This remains a major challenge in many academic institutions. Editorial teams, journal managers and administrators are often expected to manage journals without structured training in editorial workflows, peer review management, publication ethics, indexing requirements, and journal administration. Our aim is to provide this much-needed training and support.
When academics, editors or journal leaders change roles, leave the institution, or move into different positions, journals may experience a leadership vacuum. We help institutions build broader internal capacity so that journal knowledge does not sit with one person only, but is shared across academic and administrative teams.
For a journal to survive beyond individual champions, multiple staff members need the knowledge and skills to manage, lead and support the journal. Our approach ensures that institutions develop long-term capacity for sustainable academic journal management.

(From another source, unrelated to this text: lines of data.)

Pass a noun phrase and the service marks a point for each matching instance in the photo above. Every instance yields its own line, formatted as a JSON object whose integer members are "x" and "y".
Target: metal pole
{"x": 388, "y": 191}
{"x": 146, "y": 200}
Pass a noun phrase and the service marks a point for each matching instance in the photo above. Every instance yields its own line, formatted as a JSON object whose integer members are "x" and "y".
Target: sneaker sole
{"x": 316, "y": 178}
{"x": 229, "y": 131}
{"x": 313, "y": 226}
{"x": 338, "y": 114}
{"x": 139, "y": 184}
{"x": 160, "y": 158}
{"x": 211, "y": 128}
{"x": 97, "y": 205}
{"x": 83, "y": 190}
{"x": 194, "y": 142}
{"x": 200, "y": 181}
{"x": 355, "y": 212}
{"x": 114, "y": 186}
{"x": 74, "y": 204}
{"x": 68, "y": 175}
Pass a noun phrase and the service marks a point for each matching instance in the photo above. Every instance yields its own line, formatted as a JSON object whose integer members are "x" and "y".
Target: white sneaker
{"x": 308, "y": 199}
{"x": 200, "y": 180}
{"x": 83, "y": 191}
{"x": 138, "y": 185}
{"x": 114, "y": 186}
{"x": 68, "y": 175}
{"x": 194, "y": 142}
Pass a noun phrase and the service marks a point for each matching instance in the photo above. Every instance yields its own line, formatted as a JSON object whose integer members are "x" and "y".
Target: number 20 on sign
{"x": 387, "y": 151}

Many scholars and research groups would like to start their own academic journals outside formal institutional structures, but they often lack the technical infrastructure, editorial knowledge and practical guidance required to do so successfully.
Without access to proper journal platforms, publishing systems, training, policy guidance and compliance support, many promising journal ideas never move beyond the planning stage. We exist to bridge this gap by helping institutions, associations and individual journal founders build credible and sustainable journals.
Many journal teams need guidance on how to align their journals with recognised publishing standards, accreditation requirements, indexing criteria, publication ethics, peer review expectations and editorial governance practices. This support is essential for building credible, compliant and internationally visible journals.